En collaboration avec le Congrès juif mondial, ce programme porte sur le développement de ressources en ligne, désormais utilisées par les plateformes pour contrer la diffusion de contenus niant ou déformant l'Holocauste.

«Alors que s’ouvre une ère où de moins en moins de survivants peuvent témoigner de ce qui s'est passé, il est impératif que les entreprises de réseaux sociaux assument la responsabilité de lutter contre la désinformation et de mieux protéger les personnes visées par l'antisémitisme et la haine », a déclaré la Directrice générale de l'UNESCO, Audrey Azoulay.

Négation généralisée de l'Holocauste en ligne

Les recherches de l'UNESCO ont révélé que l'antisémitisme, le déni et la déformation de l'Holocauste continuent de proliférer sur toutes les plateformes de médias sociaux.

En moyenne, 16% des publications sur les réseaux sociaux portant sur l'Holocauste ont falsifié l'histoire en 2022. Sur Telegram, qui n'a pas de modération de contenu, ce chiffre monte à 49%, tandis que sur Twitter, le montant a considérablement augmenté suite au bouleversement de l'entreprise à la fin de l'année dernière.
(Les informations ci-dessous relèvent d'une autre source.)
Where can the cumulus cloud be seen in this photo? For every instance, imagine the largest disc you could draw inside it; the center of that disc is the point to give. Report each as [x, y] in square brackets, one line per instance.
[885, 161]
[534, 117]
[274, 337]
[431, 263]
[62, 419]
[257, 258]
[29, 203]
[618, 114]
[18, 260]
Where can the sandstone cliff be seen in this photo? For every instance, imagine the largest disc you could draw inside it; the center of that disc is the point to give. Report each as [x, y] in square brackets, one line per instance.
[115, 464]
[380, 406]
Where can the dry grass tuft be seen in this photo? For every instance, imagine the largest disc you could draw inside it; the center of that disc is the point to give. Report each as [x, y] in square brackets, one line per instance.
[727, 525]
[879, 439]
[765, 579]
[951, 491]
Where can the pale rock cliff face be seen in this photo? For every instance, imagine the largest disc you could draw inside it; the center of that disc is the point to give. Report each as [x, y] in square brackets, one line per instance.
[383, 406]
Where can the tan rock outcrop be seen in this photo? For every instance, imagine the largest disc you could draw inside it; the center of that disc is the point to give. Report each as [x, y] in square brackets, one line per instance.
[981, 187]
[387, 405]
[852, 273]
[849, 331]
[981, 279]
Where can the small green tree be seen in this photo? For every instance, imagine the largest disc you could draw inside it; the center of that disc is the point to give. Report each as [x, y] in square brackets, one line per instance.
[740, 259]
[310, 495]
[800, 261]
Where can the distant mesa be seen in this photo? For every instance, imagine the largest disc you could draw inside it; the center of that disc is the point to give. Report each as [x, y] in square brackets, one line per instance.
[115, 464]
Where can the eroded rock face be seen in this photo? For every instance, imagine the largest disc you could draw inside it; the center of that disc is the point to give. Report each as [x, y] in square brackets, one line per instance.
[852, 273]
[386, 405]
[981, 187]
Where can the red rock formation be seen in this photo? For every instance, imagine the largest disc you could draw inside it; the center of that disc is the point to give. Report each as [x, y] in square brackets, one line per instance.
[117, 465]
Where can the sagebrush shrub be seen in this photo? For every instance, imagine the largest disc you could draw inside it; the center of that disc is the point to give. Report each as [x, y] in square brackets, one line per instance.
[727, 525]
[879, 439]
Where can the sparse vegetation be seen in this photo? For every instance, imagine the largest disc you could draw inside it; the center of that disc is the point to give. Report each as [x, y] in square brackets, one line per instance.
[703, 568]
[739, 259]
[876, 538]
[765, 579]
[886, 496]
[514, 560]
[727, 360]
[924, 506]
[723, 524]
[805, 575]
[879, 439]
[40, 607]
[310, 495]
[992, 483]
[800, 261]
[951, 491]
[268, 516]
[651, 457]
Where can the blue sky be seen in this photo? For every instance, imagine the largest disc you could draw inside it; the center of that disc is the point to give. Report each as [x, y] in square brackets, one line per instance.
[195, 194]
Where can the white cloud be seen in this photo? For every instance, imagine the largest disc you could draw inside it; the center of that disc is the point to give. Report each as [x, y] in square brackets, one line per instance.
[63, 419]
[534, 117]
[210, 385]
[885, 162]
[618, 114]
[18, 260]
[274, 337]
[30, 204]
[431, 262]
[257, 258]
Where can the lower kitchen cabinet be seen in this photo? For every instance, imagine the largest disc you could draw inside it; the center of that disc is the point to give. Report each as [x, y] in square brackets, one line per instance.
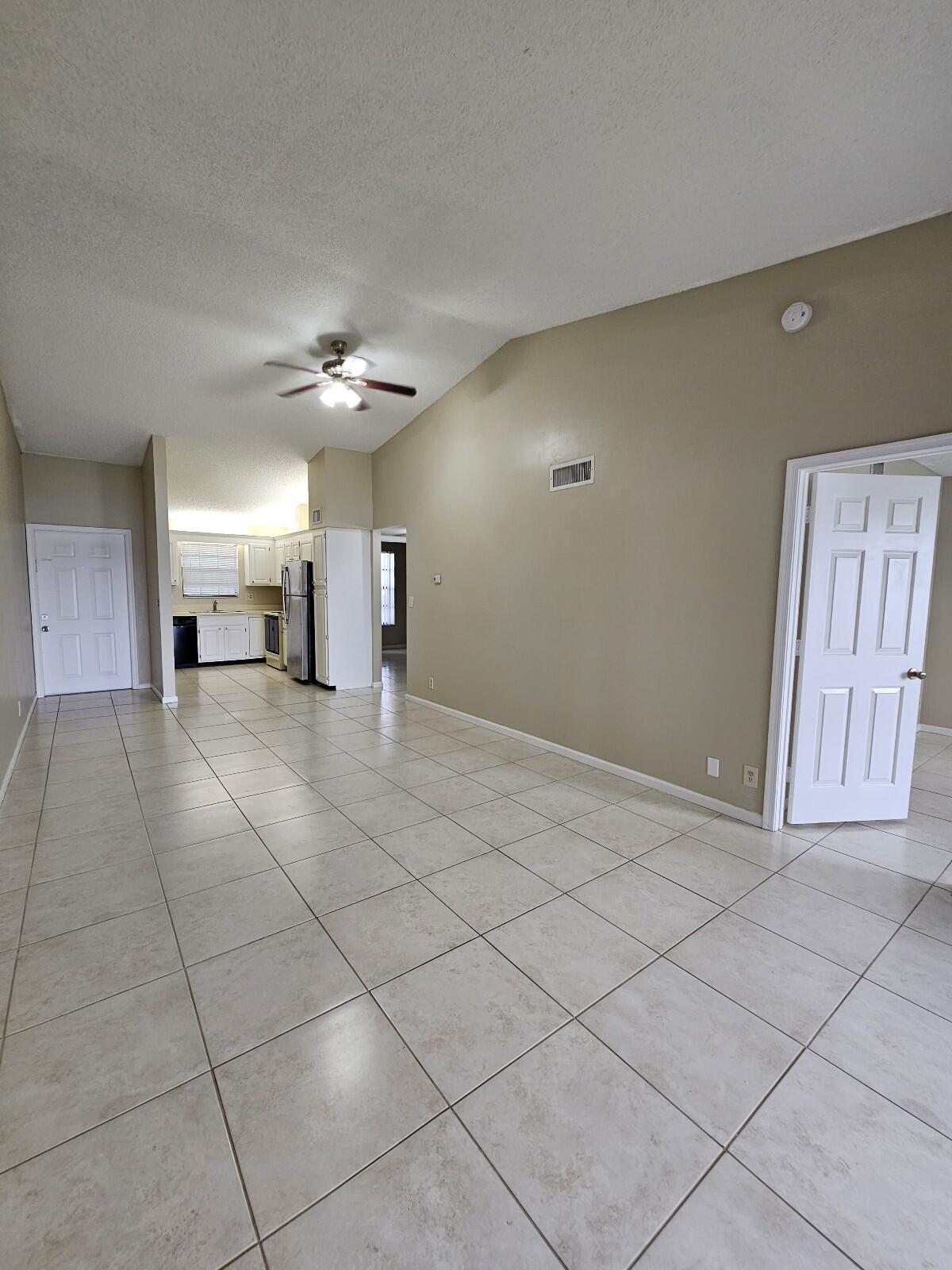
[230, 637]
[255, 635]
[211, 641]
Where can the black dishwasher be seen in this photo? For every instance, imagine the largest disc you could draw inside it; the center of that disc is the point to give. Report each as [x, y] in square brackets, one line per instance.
[186, 637]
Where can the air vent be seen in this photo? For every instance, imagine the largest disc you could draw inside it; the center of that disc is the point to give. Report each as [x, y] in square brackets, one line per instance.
[579, 471]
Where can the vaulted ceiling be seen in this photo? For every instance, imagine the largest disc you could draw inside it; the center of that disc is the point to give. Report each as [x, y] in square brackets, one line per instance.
[190, 188]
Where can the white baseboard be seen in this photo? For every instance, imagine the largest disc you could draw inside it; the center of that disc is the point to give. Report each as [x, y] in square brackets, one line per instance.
[17, 749]
[712, 804]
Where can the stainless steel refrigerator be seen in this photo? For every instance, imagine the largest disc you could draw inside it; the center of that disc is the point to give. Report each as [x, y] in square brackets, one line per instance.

Hors ligne, l'UNESCO a des programmes à travers le monde pour promouvoir l'enseignement de l'Holocauste et du génocide.

Le mois prochain, l'UNESCO et le US Holocaust Memorial Museum vont former des responsables du ministère de l'Éducation de 10 pays à développer des projets ambitieux d'éducation sur l'Holocauste et le génocide. Aux États-Unis, ils formeront des éducateurs sur la manière de lutter contre l'antisémitisme dans les écoles.